We went to Singularity Complete for the feature set. They did not have a robust feature set the way CrowdStrike does, but they had everything that we needed. CrowdStrike had even more advanced features, but SentinelOne's pricing was half of what CrowdStrike sells for. It was a pretty easy decision for us to go with SentinelOne. They were much better than the other players that we looked at. It came down to between SentinelOne and CrowdStrike, and the pricing made all the difference. They also seemed pretty easy to deal with, whereas with CrowdStrike, it felt like they were doing us a favor. When we talked to them, I just did not get a great sense of them, but price was one of the main things. CrowdStrike's price was double of SentinelOne's price.

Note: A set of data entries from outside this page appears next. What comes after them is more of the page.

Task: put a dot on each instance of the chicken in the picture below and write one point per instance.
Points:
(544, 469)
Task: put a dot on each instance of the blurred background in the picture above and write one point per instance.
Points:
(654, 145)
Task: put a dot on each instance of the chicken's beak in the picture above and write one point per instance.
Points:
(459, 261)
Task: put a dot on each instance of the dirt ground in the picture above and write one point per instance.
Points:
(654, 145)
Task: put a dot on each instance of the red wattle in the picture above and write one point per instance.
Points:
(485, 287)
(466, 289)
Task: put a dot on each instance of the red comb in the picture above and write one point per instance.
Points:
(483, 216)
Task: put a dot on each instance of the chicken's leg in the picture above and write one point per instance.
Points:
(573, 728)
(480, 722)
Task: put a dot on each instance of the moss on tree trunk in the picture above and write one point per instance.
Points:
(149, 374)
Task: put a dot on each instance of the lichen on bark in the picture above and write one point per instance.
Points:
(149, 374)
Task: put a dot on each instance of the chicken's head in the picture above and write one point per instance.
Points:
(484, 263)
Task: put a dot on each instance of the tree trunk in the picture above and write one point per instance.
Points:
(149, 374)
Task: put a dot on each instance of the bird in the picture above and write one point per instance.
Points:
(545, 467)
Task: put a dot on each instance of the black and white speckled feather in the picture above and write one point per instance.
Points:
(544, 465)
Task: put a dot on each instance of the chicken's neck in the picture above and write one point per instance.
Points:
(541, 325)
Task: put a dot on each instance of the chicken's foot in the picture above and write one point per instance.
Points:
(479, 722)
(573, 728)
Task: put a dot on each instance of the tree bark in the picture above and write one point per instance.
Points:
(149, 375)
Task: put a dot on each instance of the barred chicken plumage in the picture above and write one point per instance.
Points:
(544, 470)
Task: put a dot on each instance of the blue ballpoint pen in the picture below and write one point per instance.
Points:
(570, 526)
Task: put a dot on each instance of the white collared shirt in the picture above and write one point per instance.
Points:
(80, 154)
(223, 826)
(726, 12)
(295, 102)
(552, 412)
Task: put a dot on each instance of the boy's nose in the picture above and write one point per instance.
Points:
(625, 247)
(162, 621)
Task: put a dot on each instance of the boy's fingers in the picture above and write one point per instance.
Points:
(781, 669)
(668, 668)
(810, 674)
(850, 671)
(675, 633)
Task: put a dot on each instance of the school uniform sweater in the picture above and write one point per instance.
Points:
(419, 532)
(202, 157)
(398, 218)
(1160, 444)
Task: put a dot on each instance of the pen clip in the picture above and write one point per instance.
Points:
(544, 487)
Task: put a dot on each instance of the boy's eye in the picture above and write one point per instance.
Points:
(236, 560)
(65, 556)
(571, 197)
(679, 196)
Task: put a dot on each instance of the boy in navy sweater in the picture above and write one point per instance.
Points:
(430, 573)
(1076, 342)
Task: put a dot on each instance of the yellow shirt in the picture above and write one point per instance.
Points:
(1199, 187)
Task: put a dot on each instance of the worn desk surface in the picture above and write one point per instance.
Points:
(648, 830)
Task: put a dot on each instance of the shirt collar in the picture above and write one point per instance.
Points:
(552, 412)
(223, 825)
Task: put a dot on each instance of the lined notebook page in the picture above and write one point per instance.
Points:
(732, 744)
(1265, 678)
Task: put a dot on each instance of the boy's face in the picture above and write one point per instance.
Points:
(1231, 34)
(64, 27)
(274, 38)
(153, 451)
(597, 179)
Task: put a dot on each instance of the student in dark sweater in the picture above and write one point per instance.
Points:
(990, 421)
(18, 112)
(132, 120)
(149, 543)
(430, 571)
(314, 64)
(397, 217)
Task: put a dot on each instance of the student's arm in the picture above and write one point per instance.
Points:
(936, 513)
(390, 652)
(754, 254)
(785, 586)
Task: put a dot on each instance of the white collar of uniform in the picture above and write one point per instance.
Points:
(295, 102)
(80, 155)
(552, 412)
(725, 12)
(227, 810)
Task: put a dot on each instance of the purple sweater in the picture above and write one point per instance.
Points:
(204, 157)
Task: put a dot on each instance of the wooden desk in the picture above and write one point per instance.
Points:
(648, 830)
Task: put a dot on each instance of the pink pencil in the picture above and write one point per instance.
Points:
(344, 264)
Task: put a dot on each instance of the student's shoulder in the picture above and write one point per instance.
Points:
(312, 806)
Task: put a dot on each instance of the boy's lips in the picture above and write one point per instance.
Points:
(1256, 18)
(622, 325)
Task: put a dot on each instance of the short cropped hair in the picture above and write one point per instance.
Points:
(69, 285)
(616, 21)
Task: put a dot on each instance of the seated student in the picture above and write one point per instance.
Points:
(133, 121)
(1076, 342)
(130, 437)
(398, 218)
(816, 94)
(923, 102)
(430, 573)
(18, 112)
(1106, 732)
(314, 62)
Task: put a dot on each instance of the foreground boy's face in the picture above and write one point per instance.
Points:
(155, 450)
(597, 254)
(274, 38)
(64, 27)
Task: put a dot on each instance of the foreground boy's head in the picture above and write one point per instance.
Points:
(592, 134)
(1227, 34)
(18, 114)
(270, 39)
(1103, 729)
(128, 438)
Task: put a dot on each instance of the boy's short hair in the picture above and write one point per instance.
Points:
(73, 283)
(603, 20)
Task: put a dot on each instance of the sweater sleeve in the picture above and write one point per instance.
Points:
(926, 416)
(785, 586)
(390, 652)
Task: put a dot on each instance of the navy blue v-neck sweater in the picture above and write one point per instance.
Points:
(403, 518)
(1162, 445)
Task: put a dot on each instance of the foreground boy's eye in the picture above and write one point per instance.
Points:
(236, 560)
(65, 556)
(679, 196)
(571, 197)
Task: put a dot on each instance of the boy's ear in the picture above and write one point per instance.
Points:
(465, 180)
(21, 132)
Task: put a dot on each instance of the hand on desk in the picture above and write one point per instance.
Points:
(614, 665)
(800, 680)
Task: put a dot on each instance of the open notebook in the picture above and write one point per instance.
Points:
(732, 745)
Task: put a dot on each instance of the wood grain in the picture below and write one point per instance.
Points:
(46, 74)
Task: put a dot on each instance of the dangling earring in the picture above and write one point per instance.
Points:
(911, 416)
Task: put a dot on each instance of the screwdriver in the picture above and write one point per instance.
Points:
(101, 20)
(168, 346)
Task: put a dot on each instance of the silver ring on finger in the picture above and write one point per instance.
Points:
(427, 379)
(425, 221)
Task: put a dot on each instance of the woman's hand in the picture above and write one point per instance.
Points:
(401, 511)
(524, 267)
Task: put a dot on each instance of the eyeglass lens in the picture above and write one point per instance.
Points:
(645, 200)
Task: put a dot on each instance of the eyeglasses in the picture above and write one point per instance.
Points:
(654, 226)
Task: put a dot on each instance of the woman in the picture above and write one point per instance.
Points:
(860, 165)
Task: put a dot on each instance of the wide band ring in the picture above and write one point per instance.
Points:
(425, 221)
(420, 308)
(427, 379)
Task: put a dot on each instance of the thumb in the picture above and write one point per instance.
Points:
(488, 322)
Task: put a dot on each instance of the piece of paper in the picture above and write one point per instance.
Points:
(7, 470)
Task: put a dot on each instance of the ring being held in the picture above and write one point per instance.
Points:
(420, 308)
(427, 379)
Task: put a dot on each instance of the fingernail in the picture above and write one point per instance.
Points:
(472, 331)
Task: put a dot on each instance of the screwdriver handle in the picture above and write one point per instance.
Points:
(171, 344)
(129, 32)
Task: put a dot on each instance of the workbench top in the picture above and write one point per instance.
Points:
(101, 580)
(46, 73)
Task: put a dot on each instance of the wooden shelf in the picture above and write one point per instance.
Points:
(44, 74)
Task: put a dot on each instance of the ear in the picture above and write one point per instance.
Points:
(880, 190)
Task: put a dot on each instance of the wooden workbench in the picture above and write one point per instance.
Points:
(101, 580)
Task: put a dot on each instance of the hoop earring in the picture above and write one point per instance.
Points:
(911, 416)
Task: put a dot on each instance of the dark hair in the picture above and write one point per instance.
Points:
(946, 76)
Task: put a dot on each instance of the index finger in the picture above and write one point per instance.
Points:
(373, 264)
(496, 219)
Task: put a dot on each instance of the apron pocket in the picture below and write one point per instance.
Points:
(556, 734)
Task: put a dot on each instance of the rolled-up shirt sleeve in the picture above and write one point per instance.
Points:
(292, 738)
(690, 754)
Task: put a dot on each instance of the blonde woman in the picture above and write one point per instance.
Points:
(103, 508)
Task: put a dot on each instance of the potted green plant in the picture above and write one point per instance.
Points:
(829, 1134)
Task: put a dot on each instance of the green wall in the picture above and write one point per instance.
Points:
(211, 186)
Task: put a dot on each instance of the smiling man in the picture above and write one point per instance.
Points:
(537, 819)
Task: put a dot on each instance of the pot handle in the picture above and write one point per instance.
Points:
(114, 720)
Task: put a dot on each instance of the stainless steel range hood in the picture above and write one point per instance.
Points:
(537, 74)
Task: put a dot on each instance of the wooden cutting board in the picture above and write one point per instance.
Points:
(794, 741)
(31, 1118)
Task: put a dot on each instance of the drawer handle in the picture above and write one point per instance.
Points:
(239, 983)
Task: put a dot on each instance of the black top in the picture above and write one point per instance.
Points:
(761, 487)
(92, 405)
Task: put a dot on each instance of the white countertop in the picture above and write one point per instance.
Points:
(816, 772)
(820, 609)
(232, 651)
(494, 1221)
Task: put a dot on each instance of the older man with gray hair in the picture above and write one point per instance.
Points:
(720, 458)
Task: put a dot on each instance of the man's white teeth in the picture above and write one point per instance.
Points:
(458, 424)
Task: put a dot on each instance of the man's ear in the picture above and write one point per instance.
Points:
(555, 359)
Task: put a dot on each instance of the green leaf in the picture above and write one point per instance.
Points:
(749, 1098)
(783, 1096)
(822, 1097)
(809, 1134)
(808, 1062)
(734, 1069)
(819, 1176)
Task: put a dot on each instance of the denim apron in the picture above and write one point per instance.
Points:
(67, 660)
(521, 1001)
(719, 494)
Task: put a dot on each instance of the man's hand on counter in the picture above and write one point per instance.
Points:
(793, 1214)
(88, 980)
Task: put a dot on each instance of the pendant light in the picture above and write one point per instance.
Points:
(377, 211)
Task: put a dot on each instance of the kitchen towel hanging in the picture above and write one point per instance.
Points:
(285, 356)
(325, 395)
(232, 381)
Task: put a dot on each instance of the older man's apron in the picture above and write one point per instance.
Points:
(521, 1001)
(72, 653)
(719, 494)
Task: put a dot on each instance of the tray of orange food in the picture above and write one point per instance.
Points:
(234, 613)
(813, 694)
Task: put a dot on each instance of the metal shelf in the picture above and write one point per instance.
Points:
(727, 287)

What other advice do I have?
I would advise a couple of things. If you are using a reseller to buy this and install it for you, have a good reseller that you can call upon for support and help manage the project. The other thing that I would probably suggest is to negotiate your education up front and not after the fact. It does not come with a lot of training. They even charge for the online university, so you should probably negotiate that as a part of the negotiation process before you sign a deal. Other than that, it is good.
I would rate Singularity Complete a nine out of ten. For my use case, it is definitely a nine.
Disclosure: PeerSpot contacted the reviewer to collect the review and to validate authenticity. The reviewer was referred by the vendor, but the review is not subject to editing or approval by the vendor.